I hadn’t taken off my bomber jacket and was out the door with the poinsettia before Mike could rise from the sofa and find his coat. I’d already started the car by the time he jumped in the passenger seat, laughing his ass off.
“‘What’s so fucking funny?”
Mike was holding his stomach, taking gulps of air and hooting.
“OH MY GOD! You try to do something NICE for your mother and she’s like (launching into a pitch-perfect impression) ‘TAKE IT BACK! TAKE IT BACK RIGHT FUCKIN’ NOW!’… oh, brother. A lovely little poinsettia.”
He dragged out the syllables so it came out POINT-SET-EEE-AHHH.
I was too embarrassed and chagrined to find it funny and not looking forward to explaining to the attendant why I wanted a refund. Mike laughed all the way back to the Christmas tree lot and sat in the car while I pleaded my case.
“Hey, I was just here and bought a tree and this flower and I need to return this.”
The attendant squinted at me.
“You want to return that?
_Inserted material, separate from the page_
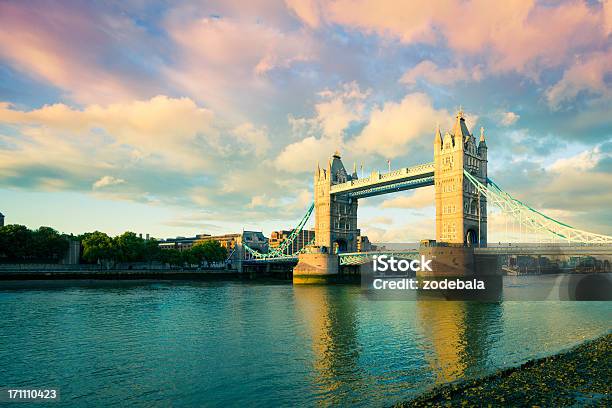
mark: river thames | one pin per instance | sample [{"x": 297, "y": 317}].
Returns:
[{"x": 193, "y": 343}]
Why? You know, we don’t do returns.”
He pointed at a hand-written sign saying ALL SALES FINAL.
“Man, I didn’t see that when we were here. And I need to get that five dollars back.”
“I’m sorry. I can’t. I just work here. I don’t make the rules.”
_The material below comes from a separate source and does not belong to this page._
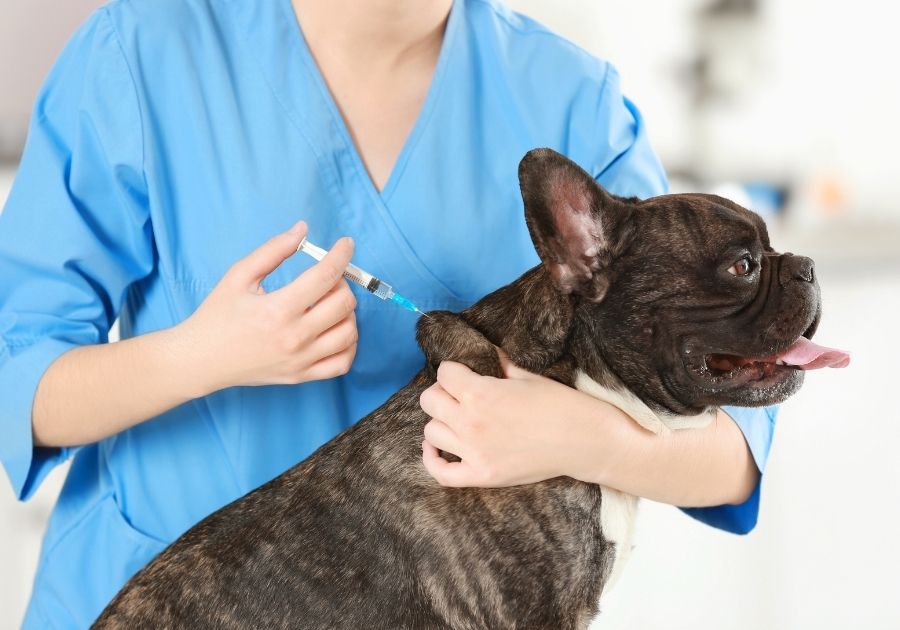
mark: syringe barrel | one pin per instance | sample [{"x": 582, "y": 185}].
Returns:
[{"x": 353, "y": 273}]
“Motherfucker. Motherfucker!”
The poinsettia was hastily returned to the back floor of my car behind the drivers’ seat. I climbed in, still fuming. Mike started laughing again.
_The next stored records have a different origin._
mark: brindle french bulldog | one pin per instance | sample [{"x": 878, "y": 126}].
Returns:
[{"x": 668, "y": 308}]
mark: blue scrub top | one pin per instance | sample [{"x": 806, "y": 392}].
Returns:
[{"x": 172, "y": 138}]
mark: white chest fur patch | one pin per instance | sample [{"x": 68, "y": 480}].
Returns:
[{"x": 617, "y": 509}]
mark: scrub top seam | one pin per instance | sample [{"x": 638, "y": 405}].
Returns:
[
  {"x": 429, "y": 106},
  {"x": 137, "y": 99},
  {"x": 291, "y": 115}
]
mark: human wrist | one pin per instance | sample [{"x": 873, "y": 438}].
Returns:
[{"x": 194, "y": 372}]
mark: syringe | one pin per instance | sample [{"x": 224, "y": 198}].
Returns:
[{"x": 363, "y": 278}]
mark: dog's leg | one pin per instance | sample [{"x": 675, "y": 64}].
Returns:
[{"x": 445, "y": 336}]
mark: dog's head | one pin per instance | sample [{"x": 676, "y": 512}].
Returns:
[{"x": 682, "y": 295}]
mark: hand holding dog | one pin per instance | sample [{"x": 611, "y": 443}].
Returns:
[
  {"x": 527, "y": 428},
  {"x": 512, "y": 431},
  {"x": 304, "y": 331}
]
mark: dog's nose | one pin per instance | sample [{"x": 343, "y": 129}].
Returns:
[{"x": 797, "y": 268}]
“What the fuck? He won’t give you your money back?!”
“No. You believe this shit?”
“Your mother is gonna LOSE HER MIND.”
“Tell me about it.”
“My mother loved her poinsettia.”
“That’s your mother. Mine… Jesus Christ.”
Mike composed himself and sat up straight. As I pulled out onto Montauk Highway he made me an offer.
“Listen. I’ll buy that one and give it to my mom. She wouldn’t mind two.”
“Really? Thanks.”
Mike got his wallet out and passed me a five. We were soon parked in front of my house. I left the car running while I ran inside and threw Mike’s five dollar bill on the table near my mother’s living room chair.
“Here!”
She looked up from her Newsday, startled.
I pulled a quick one eighty and was out the door before she could respond, stifling an urge to add “Shove it up your ass!” Mike grabbed the flower of contention and toted it to his Capri.
“Good luck putting up your Christmas tree, buddy. I’ll see you later.”
“Yeah, thanks.”
Mike took off for North Lindenhurst and I got in my car to figure out where I could go to escape my mother awhile, settling on Music Land to ogle guitars I couldn’t afford. Every December hence Mike would gleefully retell the “point-set-ee-ah” incident, culminating with his screeching Mom Tsakis impression:
“TAKE IT BACK! TAKE IT BACK AND GET ME MY CHANGE!”
I’d smile, cringing inside.
Not the Superstorm: Mike’s first serious girlfriend.
Later, a succession of Mopars, beginning with a 1971 Plymouth Satellite.
Long before it was hip, we preferred dive bars to any other kind.
A long-defunct electronics chain store, ala Radio Shack but nerdier.
My mother’s preferred brand of menthol cigarettes.
The Long Island newspaper. We subscribed.